Creating a Movie for CD
Once you’ve loaded your project and rendered your video, you’re set to export your movie. In Premiere 6.0, go to the File menu, select Export Timeline and choose Movie. A settings dialog window will open to show you the current settings. Click the Export Settings button and then click on Load. This will open another dialog window with a list of settings. Choose Multimedia Video for Windows, which has a 320×240 frame size and a frame rate of 15 frames per second (fps). You can customize your settings as well. I chose to work with 15fps so it would run smoothly on an older (and slower) machine and a newer Pentium III or 4. If you know your audience has a fast computer, you may want to choose 30fps for a smoother picture. Experiment with a few different settings and see how they look to you.
One thing to remember, the larger the frame size and the more frames per second, the larger the final .avi file size will be. At 15fps, one minute of video will take up about 24MB of CD space. Since most CD-ROMs hold about 650 to 700MB, you can fit 25 to 30 minutes of video on a CD-ROM. Audio takes up significantly less space than video, so don’t be too concerned about space.

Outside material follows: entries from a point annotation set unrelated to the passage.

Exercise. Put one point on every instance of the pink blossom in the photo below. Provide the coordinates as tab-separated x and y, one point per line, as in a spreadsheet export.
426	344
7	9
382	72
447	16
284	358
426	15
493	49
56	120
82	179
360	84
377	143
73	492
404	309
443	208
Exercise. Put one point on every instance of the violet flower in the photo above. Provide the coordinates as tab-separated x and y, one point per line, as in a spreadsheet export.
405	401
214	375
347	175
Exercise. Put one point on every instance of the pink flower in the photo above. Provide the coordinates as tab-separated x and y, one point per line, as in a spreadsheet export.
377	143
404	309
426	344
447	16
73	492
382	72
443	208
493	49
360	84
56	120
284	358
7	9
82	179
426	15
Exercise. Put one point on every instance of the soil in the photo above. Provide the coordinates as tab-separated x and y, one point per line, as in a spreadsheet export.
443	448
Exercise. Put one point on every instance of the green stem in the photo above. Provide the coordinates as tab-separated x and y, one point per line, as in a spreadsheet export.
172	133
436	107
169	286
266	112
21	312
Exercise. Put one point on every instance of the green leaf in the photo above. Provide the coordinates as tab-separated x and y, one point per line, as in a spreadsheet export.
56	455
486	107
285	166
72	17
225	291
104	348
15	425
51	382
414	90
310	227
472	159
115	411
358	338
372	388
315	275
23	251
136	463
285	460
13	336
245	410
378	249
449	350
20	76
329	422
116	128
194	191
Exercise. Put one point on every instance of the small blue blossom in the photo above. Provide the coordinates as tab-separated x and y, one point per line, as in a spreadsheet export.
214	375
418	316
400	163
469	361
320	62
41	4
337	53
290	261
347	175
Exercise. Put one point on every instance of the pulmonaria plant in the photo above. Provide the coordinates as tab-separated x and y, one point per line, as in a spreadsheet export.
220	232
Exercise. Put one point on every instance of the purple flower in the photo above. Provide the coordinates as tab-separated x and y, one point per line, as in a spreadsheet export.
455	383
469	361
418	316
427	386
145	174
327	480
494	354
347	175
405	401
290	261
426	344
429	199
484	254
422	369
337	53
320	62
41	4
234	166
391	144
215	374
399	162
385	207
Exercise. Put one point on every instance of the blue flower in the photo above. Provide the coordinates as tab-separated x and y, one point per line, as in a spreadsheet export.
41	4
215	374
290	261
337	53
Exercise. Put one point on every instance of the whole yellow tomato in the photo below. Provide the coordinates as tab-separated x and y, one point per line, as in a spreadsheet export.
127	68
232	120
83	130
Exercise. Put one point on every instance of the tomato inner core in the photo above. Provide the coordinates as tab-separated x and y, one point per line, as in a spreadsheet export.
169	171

Burning Your Video to Disk
If you’ve got a CD-burner on your computer or if you recently bought one, chances are it came with some kind of CD-creation software. This software makes the process very simple. It’s basically a drag-and-drop operation. You choose the files you want, record them and seal the disk. My computer came bundled with Adaptec Easy CD Creator 4. This application copies data, image, audio and video files to disc. But since this was my first go at this, I wanted to keep it simple and record only one .avi file to the disc.
Open your CD-creation software. With Easy CD Creator, you simply launch the program and choose Data from the opening dialogue window. Open the folder where your .avi file resides. Select the file and drag it to the CD Layout window. Easy CD Creator will then automatically indicate how much space is left on your targeted CD. Once you’ve loaded all the files that you want to record to disc, hit Create CD. The CD-creation Setup window will open. It is here you can indicate drive, record speed, and whether you want a test file or not. I first selected the CD-R drive. Then I selected a moderate recording rate of 8×1200 Kb/sec to ensure a quality recording.
With CD-RW (rewritable) drives and the proper CD, you can record over the same CD as many times as you like. With CD-R drives, however, you can only record to a disc once.
Sealing the Deal
The final step for recording to a one-time only CD-R disk is closing the session or sealing the disc, indicating that you like what you’ve got and don’t want to add or delete anything else. If you’ve got a CD-RW drive, this step won’t apply.
In the CD Creation Setup, you can choose to close the session after the software records to the disk or you can choose Test, which puts the file on the CD but does not close the session. Since I was happy with what I had, I chose create Disc-at-Once method so that it would automatically close my session, thus sealing my CD and my video fate. I hit OK and in less than five minutes, I had my very first video on CD-ROM.
When I first told my brother I was going to create a video on CD, he sounded a little skeptical. But after he received the CD and played it in his Mac, he was amazed. It was the first time his family got to see and hear my family. When I outlined the basic steps to him, he practically dropped the phone to start creating his own video on CD.
If you’ve got a CD-R drive on your computer or if you’ve been thinking about buying one to make video CDs, go for it. It’s one of the easiest, least expensive, most efficient and universal modes of distribution. CD-R drives have come down so much in price, it doesn’t make sense not to own one. So there’s no time like the present to start burning video CDs of your own.